This brought me joy.

The decluttering process

The KonMarie method guides you step by step on how to part ways with different types of items, starting with clothes. Clothes can be overwhelming to sort at first, but become easier the more you do it. I had collected so many items in my 20s that I kept into my 30s -  vintage dresses alone made a mound that took up my whole queen bed.

It took me weeks to sort through clothes, and it was tedious at first. The difficulty came from the feeling that by getting rid of things from my past, I’m dismissing my former self. But the beauty of this method is that you get to honor those items by parting with them lovingly, thanking them for their service. While this may sound corny, showing gratitude was crucial for sentimental folks like myself who get attached to things.

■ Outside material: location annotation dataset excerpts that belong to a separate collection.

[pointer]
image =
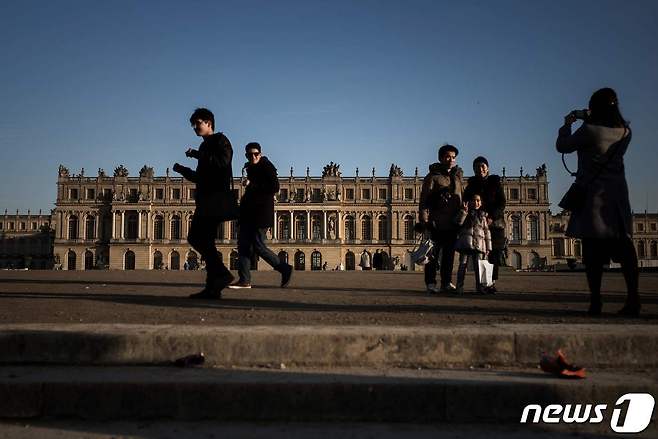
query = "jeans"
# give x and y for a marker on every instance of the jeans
(444, 242)
(252, 240)
(202, 238)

I kept only items that “sparked joy” that I wanted to bring with me to the future. I got rid of about 75% of my clothes and have no regrets. Now I know where all my clothes are, and I wear only things that fit well and represent who I am now and who I want to be. While it’s not perfect, I take pride in the organization that I’ve kept up. That’s part of the magic: once you’ve started a system that makes your life easier, you never go back to keeping things in unruly piles.

Reckoning with your past and present

Sorting through old papers was emotionally draining, but the epiphanies I had as a result were truly life changing. I attach so much importance to papers. I used to keep all my homework, notes and essays from college. School papers represented what I learned -  ideas that changed me and helped me grow as a person. Would throwing away these things be a denial of my own identity? And was it even my identity now that 15 years have passed? Am I the person I hoped to become 15 years ago? These thoughts fully spiraled into an identity crisis as I sat on my bedroom floor buried in piles of paper, overwhelmed and emotionally distraught. When I watch the Netflix show and see people go through similar struggles while sorting, I realize how universal this feeling is.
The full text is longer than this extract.